ドイツの詩人。大学で法学を修め司法官試補になったが、すぐ勤めを辞めて文学活動に専念。ヒラーを中心とした前衛的な作家集団「新クラブ」の有力メンバーとして旺盛(おうせい)な詩作活動に入り、劇作などにも意欲をみせていたが、冬のある日スケートに出かけて溺死(できし)、短い生涯を閉じた。最初は印象派および新浪漫(ろうまん)派の影響下にあったが、やがて「目覚めた幻想力」、異常な感覚力により都会の醜悪、病苦、孤独、死の恐怖をとらえ、暗澹(あんたん)たる終末風景あるいは黙示録的光景を幻視的に描き出すという独自の詩風を築いた。
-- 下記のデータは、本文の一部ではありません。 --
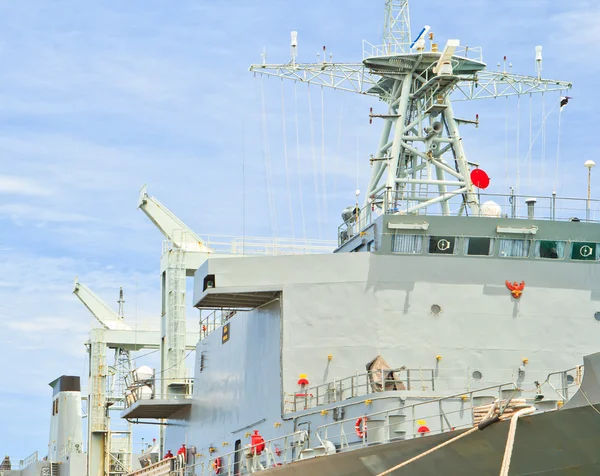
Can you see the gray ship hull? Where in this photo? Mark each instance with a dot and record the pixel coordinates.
(562, 442)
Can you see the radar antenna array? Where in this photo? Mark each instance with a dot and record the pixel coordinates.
(420, 160)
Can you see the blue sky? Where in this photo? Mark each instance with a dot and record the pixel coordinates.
(98, 98)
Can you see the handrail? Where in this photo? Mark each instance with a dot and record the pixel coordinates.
(359, 385)
(323, 431)
(552, 208)
(146, 389)
(281, 450)
(214, 321)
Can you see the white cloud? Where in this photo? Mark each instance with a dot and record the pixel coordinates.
(13, 185)
(19, 212)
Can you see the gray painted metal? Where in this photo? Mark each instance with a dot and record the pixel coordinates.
(337, 312)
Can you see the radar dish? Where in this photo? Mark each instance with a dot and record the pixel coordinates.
(491, 209)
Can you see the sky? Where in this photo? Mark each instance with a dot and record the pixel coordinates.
(98, 98)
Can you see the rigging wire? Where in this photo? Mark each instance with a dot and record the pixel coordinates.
(543, 167)
(299, 166)
(314, 159)
(267, 157)
(506, 157)
(557, 149)
(287, 172)
(339, 144)
(518, 140)
(323, 175)
(529, 154)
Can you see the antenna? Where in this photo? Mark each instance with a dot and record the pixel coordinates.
(121, 303)
(294, 46)
(538, 61)
(420, 39)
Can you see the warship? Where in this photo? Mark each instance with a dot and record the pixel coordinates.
(450, 332)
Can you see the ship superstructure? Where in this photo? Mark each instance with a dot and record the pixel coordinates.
(436, 312)
(443, 312)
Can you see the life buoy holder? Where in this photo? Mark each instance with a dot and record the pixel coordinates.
(361, 427)
(217, 465)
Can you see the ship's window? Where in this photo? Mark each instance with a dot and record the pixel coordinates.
(209, 282)
(514, 248)
(407, 244)
(585, 251)
(550, 249)
(442, 245)
(479, 246)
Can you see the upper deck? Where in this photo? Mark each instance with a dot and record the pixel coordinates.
(548, 228)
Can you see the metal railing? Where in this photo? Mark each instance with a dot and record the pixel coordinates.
(425, 418)
(149, 389)
(278, 451)
(360, 385)
(564, 383)
(214, 321)
(31, 459)
(236, 245)
(552, 208)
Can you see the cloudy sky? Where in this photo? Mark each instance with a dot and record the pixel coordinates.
(98, 98)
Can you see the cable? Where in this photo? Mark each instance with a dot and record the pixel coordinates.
(314, 157)
(543, 167)
(267, 157)
(323, 174)
(518, 140)
(287, 172)
(530, 144)
(557, 150)
(298, 157)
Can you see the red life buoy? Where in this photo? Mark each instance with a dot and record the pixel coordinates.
(217, 465)
(361, 427)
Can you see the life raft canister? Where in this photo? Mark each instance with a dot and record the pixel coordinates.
(217, 465)
(361, 427)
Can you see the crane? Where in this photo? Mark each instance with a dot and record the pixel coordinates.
(174, 230)
(109, 451)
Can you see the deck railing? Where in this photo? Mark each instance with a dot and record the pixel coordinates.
(552, 208)
(360, 385)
暗喩(あんゆ)言語、擬人法、神話的形象を駆使した手法は、彼を初期表現主義における独特の存在にしている。彼にとって詩作は、歴史的過程における現実のあらゆる局面、すべての具体的行動を全面的に否定し続ける行為であった。おもな作品は、詩集永劫(えいごう)の日』(1911)、戯曲アトランタ』(1911)、遺稿詩集『生の影』(1912)など。現在は全集も出ている。